At the present time, dozens of companies and government agencies throughout the world are heavily involved in developing wireless charging of batteries in electric buses and light rail vehicles. The attractions of wireless power transfer (WPT) are manifold: 1) Much smaller and lighter batteries can be used because they can be re-charged at transit stops rather than having to carry a large charge over an entire trip; 2) A convenient choice of fast or slow battery recharging with one infrastructure system is available; 3) Charging is automatically triggered when transmitter and receiver are coupled by an electronic “handshake”, thus avoiding problems of the operator forgetting to plug in, or manipulate cords and plugs; 4) High power transfer is potentially available in all weather conditions, without corrosion or exposed terminals; 5) No loose cords or potential for electrocution or tripping are present; 6) No adverse human safety or health impacts exist (as long as emissions of and exposures to magnetic and electric fields comply with applicable standards). This course provides a status review of emerging and existing international and U.S. WPT technologies applicable to electric bus and rail transit. The review identifies the respective WPT providers, system specifications and attributes. Regulations and consensus standards for emissions and human exposure to electro-magnetic radiation and protection from electromagnetic interference are described. Many of the techniques described for wireless charging of transit vehicles are applicable to electric automobiles as well. Learning Objectives - Knowledge & Skills: The course is designed to provide engineers with the following specific knowledge and skills.

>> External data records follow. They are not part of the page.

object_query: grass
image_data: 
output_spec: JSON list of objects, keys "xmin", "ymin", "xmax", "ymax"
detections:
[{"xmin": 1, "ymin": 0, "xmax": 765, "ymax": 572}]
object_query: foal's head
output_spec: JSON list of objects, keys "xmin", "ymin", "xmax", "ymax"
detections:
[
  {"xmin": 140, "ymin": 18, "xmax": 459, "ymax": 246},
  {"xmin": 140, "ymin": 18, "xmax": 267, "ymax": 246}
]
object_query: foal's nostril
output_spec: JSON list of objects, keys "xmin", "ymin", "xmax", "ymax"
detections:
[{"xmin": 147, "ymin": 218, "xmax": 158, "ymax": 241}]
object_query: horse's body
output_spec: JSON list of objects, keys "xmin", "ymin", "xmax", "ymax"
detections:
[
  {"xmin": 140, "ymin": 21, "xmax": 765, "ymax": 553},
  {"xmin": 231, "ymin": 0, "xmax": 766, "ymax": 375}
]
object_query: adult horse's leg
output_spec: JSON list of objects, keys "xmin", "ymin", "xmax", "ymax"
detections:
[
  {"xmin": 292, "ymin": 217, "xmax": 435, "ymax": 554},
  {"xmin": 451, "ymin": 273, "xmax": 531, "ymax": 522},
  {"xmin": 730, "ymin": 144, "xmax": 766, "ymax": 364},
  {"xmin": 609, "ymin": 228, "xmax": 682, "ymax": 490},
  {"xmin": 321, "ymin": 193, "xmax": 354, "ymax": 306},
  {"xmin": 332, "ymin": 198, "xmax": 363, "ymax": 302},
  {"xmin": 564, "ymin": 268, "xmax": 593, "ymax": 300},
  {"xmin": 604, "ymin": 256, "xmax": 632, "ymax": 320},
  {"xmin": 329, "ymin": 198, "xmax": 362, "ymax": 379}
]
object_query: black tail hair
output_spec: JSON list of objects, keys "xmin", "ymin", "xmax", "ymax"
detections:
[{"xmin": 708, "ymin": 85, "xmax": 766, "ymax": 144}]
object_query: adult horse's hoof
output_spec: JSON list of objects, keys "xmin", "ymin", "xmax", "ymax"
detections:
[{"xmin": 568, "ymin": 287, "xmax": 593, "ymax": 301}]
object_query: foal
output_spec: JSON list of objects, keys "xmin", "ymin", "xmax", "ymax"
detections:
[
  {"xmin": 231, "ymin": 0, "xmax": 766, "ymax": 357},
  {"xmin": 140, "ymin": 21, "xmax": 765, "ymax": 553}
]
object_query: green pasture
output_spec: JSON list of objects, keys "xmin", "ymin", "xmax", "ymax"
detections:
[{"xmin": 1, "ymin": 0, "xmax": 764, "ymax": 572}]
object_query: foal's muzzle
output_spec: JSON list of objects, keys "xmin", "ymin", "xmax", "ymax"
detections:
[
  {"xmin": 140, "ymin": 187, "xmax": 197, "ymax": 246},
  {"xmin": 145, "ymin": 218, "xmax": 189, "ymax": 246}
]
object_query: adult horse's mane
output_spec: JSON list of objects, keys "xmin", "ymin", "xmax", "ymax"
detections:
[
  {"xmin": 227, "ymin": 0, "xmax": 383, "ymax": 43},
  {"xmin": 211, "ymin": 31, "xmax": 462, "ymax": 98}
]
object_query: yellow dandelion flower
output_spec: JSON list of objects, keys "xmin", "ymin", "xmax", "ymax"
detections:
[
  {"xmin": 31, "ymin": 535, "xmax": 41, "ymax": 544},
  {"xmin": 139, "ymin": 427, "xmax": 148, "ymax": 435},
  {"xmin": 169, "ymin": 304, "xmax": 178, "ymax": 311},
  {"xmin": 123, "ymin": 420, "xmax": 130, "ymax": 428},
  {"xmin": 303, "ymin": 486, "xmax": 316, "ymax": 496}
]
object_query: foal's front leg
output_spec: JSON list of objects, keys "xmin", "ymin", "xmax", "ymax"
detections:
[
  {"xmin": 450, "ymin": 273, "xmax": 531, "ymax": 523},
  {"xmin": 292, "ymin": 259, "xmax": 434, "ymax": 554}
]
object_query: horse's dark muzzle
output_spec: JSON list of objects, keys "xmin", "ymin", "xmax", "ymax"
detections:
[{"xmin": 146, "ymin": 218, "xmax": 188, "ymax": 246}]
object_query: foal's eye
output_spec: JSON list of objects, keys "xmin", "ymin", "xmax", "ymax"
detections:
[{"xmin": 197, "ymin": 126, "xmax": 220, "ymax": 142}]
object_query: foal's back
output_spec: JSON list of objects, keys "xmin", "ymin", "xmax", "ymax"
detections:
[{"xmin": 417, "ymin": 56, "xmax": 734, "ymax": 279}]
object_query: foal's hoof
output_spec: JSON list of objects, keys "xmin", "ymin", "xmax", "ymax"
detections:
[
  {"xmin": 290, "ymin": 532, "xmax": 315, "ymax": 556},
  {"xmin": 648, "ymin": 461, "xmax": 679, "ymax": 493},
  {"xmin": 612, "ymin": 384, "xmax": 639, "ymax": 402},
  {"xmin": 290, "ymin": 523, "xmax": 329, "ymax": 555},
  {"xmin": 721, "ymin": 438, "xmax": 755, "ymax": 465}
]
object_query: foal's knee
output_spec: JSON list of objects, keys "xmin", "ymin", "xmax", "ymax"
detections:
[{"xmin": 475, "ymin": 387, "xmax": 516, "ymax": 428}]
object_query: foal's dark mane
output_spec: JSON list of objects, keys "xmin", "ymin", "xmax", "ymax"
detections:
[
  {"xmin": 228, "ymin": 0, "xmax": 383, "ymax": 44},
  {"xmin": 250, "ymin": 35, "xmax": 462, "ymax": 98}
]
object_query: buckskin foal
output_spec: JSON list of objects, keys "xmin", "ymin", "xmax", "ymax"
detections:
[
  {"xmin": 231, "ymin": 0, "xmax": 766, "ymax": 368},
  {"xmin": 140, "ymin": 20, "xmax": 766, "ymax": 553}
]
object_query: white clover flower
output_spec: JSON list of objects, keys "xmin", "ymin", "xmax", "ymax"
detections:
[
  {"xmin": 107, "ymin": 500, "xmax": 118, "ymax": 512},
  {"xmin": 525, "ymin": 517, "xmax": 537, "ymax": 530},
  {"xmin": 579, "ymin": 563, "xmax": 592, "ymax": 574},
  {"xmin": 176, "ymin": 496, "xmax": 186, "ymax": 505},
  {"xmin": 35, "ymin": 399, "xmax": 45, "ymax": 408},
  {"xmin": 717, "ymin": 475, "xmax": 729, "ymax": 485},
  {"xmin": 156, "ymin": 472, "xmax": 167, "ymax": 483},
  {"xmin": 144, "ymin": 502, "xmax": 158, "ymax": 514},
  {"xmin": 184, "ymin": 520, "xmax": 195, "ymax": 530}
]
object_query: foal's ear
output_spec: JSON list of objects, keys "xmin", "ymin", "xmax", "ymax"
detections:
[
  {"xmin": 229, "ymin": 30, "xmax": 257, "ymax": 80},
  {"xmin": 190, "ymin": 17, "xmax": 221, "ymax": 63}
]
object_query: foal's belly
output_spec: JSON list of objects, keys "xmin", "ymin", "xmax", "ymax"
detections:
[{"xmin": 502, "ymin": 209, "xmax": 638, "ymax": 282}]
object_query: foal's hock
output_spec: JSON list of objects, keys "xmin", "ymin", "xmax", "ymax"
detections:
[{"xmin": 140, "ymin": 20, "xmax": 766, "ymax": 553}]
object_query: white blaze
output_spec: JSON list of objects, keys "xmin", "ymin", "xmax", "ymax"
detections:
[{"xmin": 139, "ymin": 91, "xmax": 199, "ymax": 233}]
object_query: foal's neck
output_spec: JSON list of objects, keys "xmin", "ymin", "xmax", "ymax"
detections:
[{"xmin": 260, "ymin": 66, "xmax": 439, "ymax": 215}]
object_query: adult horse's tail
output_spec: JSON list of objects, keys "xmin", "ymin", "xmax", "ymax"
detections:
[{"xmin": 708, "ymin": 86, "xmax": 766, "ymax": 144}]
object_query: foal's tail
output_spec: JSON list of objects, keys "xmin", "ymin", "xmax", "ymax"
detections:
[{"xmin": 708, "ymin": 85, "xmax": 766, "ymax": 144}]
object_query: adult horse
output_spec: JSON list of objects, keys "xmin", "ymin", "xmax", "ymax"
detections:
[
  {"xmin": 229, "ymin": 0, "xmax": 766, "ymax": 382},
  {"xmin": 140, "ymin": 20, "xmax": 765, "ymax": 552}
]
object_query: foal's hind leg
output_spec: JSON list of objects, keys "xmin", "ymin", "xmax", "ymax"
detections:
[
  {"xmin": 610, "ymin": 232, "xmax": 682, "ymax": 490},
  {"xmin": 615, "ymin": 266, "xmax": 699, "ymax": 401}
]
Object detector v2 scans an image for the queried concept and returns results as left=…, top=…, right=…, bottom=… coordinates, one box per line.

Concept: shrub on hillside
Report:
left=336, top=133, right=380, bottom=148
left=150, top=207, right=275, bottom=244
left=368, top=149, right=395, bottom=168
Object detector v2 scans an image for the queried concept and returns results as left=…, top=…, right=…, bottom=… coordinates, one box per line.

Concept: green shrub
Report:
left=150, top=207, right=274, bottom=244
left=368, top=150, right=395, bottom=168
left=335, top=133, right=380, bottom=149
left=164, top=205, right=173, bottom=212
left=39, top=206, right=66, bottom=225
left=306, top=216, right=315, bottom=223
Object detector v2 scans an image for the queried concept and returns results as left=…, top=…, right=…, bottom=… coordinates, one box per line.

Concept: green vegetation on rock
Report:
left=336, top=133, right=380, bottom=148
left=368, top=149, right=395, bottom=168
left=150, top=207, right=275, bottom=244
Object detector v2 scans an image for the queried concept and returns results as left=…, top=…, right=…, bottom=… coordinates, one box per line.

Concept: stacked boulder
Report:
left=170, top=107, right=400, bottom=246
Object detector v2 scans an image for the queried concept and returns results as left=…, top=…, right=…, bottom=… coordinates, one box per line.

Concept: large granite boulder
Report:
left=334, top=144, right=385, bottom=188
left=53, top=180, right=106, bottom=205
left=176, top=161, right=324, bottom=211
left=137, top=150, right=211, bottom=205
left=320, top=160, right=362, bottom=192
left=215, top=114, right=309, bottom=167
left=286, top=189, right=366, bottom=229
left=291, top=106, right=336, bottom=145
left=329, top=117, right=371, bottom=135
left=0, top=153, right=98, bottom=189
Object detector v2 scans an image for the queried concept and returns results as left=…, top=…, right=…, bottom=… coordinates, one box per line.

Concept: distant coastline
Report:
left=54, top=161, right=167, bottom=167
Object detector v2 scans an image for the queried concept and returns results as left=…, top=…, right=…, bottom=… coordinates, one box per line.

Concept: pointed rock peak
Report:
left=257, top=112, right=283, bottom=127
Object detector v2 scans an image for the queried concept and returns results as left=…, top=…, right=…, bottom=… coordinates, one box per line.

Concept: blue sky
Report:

• Learning about WPT technology options, especially inductive power transfer;
• Becoming familiar with notable and successful WPT projects;
• Understanding the advantages of WPT systems;
• Learning about safety and health concerns related to electric and magnetic fields produced by WPT technology;
• Understanding readiness levels of various versions of the technology;
• Understanding proposed safety standards; and Learning about existing information on reliability under real-service conditions.